Basic usage with the `spine` command:
```bash
# Run training/inference directly
spine --config config/train_uresnet.cfg --source /path/to/data.h5

# Or run in background with logging
nohup spine --config config/train_uresnet.cfg --source /path/to/data.h5 > log_uresnet.txt 2>&1 &
```

You can load a configuration file into a Python dictionary using:
```python
import yaml
# Load configuration file
with open('config/train_uresnet.cfg', 'r') as f:
    cfg = yaml.safe_load(f)
```

### Reading a Log

A quick example of how to read a training log, and plot something
```python
import pandas as pd
import matplotlib.pyplot as plt
fname = 'path/to/log.csv'
df = pd.read_csv(fname)

# plot moving average of accuracy over 10 iterations
df.accuracy.rolling(10, min_periods=1).mean().plot()
plt.ylabel("accuracy")
plt.xlabel("iteration")
plt.title("moving average of accuracy")
plt.show()

# list all column names
print(df.columns.values)
```

### Recording network output or running analysis
Documentation for analysis tools and output formatting is available in the main documentation at https://spine.readthedocs.io/.

## Repository Structure
* `bin` contains utility scripts for data processing
* `config` has example configuration files
* `docs` contains documentation source files  
* `src/spine` contains the main package code
* `test` contains unit tests using pytest

Please consult the documentation for detailed information about each component.

## Contributing

Before you start contributing to the code, please see the [contribution guidelines](CONTRIBUTING.md).

### Adding a new model

The SPINE framework is designed to be extensible.

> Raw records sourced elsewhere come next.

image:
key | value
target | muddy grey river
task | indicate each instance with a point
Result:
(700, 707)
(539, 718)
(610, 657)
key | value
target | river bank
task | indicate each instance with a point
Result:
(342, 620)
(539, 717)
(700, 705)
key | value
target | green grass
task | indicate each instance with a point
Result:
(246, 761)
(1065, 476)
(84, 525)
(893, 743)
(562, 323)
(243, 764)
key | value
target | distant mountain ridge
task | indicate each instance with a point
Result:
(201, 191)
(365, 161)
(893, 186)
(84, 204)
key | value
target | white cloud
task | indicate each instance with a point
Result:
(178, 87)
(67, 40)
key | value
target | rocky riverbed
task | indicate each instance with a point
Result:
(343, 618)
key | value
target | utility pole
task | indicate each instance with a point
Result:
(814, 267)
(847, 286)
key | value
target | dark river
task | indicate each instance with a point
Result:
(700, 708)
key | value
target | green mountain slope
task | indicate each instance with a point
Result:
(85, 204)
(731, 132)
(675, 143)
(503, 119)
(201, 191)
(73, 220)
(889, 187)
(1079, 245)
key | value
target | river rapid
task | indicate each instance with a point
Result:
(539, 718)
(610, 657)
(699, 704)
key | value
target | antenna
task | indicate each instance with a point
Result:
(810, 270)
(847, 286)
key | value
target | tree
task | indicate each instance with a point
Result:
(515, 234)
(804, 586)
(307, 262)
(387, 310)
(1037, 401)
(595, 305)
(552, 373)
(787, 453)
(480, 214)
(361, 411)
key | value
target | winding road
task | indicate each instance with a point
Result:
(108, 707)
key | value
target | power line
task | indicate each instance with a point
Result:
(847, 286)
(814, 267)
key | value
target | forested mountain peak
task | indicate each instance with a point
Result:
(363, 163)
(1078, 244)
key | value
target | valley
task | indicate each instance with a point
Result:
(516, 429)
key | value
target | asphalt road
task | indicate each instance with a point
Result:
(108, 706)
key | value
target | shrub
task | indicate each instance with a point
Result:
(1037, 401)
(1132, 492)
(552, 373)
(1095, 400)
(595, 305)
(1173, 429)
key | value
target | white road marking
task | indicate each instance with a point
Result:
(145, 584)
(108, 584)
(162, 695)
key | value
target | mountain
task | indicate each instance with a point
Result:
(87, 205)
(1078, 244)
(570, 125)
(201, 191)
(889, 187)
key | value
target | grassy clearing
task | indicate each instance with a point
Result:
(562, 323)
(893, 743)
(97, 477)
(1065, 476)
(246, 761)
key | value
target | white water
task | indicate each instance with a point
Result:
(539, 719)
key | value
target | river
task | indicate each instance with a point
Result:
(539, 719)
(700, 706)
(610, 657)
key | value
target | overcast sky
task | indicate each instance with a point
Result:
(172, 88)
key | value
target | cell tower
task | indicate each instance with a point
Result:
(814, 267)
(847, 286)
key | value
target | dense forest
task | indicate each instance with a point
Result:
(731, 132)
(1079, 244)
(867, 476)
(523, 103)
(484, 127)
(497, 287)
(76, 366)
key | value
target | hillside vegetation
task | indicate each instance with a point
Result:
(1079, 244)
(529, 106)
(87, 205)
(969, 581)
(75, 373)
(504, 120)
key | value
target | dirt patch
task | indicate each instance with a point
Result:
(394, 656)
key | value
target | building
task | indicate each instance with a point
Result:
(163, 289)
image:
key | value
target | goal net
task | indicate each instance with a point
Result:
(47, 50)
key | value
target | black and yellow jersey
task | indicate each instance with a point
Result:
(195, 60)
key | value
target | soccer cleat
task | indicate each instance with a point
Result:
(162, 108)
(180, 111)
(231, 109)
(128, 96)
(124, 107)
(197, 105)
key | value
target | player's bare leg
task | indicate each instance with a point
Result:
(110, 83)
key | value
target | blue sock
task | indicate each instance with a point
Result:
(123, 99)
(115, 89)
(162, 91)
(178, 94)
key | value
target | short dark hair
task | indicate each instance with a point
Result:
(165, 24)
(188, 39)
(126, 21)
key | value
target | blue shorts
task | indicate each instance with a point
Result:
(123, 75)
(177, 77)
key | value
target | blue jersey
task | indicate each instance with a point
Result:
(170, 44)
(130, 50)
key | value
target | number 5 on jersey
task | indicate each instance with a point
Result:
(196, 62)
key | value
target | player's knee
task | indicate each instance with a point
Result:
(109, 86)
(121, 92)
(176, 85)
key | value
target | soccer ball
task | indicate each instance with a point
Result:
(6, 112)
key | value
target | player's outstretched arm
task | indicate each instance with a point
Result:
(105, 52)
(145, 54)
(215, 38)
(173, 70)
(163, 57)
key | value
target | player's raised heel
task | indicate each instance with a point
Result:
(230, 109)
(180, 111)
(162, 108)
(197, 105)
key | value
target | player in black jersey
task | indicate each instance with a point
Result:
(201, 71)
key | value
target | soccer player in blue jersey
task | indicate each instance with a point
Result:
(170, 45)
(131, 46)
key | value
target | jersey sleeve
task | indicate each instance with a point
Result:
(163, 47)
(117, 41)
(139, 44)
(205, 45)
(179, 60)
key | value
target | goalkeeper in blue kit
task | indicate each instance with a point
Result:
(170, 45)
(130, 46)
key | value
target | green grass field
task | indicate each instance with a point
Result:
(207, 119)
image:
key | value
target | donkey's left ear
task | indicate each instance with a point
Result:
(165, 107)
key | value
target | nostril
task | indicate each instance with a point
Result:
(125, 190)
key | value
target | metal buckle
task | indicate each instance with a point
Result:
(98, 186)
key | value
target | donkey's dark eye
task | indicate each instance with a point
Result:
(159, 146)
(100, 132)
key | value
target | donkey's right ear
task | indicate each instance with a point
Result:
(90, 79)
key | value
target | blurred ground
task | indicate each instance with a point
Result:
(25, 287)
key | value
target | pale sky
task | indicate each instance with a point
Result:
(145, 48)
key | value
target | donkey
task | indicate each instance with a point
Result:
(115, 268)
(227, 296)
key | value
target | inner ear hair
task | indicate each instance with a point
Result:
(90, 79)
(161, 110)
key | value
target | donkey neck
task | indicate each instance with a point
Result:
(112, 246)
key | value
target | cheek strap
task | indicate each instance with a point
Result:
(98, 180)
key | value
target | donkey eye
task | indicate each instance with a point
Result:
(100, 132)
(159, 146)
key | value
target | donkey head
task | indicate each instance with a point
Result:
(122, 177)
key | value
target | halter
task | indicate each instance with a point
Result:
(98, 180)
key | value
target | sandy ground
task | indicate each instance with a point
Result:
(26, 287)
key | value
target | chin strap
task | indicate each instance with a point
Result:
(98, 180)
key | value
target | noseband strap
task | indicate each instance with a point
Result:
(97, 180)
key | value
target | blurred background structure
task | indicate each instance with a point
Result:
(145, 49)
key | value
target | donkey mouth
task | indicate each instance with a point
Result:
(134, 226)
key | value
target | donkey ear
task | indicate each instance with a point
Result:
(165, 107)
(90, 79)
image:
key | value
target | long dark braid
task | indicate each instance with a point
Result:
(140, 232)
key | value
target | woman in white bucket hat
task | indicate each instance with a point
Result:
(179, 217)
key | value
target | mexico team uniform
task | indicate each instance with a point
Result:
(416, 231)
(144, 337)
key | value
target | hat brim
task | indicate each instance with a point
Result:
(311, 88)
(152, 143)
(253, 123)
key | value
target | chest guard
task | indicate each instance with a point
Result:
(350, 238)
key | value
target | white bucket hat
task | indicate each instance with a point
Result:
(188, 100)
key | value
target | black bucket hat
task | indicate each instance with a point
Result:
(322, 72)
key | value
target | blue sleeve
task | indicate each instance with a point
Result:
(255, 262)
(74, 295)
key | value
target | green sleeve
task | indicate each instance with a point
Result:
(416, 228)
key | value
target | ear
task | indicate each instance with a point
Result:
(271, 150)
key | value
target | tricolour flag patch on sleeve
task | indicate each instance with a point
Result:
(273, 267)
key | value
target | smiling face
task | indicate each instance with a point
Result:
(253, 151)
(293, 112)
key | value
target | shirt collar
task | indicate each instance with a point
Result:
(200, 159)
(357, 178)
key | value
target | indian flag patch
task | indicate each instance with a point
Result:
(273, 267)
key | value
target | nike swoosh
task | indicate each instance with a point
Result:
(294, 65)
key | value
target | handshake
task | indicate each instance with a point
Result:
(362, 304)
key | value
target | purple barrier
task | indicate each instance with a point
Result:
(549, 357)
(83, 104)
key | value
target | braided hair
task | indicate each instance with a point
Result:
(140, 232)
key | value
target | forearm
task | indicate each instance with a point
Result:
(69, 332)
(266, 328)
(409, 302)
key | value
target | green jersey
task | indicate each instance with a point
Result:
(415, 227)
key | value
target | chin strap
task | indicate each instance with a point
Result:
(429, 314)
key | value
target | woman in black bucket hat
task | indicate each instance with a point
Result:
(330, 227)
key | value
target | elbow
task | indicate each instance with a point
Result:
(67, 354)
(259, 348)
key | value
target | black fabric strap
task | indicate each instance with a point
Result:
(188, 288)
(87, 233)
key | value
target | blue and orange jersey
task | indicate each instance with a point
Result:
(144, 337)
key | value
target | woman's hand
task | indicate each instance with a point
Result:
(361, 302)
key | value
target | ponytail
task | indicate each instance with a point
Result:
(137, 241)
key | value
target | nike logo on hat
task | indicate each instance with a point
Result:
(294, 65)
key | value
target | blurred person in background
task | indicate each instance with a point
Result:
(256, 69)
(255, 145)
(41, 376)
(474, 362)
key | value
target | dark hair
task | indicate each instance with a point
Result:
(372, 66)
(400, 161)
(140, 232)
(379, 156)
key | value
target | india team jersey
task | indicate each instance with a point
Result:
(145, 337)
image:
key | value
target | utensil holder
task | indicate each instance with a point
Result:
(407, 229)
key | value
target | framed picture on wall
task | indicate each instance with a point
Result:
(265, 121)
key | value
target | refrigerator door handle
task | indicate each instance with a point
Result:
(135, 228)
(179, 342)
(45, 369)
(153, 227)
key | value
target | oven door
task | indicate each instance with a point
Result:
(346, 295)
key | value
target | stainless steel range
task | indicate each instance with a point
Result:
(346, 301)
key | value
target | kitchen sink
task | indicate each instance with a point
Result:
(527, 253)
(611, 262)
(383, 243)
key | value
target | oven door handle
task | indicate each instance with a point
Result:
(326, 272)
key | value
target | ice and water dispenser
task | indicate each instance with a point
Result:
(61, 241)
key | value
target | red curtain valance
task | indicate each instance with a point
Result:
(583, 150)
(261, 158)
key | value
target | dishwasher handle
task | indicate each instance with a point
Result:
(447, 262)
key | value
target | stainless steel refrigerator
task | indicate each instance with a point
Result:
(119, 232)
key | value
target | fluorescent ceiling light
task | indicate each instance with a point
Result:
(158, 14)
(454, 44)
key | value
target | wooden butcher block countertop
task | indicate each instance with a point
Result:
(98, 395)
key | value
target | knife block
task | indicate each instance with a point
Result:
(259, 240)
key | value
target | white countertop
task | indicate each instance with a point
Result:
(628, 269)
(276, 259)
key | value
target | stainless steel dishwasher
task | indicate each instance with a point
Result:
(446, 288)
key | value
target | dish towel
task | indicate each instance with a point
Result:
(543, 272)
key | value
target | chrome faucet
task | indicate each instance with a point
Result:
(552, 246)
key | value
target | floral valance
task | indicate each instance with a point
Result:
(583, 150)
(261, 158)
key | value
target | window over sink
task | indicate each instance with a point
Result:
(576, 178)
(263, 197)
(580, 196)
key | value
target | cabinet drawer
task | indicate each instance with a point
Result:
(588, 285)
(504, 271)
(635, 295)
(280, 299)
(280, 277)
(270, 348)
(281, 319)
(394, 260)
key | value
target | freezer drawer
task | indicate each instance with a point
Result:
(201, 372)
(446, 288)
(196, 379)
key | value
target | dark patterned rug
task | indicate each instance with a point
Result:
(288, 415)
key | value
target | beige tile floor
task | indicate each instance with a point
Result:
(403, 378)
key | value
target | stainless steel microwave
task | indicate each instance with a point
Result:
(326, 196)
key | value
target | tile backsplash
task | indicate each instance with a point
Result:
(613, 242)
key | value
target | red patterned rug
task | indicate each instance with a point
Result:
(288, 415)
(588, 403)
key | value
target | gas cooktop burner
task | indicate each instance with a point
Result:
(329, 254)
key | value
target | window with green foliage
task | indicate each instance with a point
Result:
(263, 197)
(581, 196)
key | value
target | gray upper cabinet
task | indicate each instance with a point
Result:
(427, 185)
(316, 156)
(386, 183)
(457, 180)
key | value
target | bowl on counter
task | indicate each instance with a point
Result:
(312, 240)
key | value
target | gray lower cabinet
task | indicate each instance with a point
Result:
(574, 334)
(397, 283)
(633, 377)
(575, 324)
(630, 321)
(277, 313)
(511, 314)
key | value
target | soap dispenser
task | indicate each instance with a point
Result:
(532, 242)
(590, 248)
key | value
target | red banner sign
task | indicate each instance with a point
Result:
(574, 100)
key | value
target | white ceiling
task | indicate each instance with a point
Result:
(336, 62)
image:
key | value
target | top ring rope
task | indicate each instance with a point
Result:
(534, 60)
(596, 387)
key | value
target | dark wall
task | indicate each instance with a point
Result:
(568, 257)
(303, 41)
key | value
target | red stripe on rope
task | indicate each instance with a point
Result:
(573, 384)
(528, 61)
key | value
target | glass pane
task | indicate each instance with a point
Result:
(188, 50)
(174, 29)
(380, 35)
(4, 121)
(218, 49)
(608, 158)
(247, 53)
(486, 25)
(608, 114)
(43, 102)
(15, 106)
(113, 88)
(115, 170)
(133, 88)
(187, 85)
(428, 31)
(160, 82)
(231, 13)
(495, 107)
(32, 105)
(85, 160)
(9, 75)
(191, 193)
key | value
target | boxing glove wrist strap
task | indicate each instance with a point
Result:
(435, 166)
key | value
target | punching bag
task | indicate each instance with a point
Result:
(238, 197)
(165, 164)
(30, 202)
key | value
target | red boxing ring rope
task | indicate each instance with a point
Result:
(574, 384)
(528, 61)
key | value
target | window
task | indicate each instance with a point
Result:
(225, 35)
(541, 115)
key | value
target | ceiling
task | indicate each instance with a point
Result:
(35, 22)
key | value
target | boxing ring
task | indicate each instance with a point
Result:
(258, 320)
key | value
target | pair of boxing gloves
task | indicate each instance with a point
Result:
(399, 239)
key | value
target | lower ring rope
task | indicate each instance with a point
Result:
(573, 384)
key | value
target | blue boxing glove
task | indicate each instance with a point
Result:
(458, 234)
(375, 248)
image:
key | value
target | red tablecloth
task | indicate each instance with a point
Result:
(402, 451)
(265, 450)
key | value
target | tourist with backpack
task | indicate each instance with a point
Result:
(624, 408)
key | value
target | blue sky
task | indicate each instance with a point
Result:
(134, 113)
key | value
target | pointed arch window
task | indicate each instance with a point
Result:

To add a new model:

1. **Data Loading**: Parsers exist for various sparse tensor and particle outputs in `spine.io.parse`. If you need fundamentally different data formats, you may need to add new parsers or collation functions.

2. **Model Implementation**: Add your model to the `spine.model` package. Include your model in the factory dictionary in `spine.model.factories` so it can be found by the configuration system.

3. **Configuration**: Create a configuration file in the `config/` folder that specifies your model architecture and training parameters.

Once these steps are complete, you should be able to train your model using the standard SPINE workflow.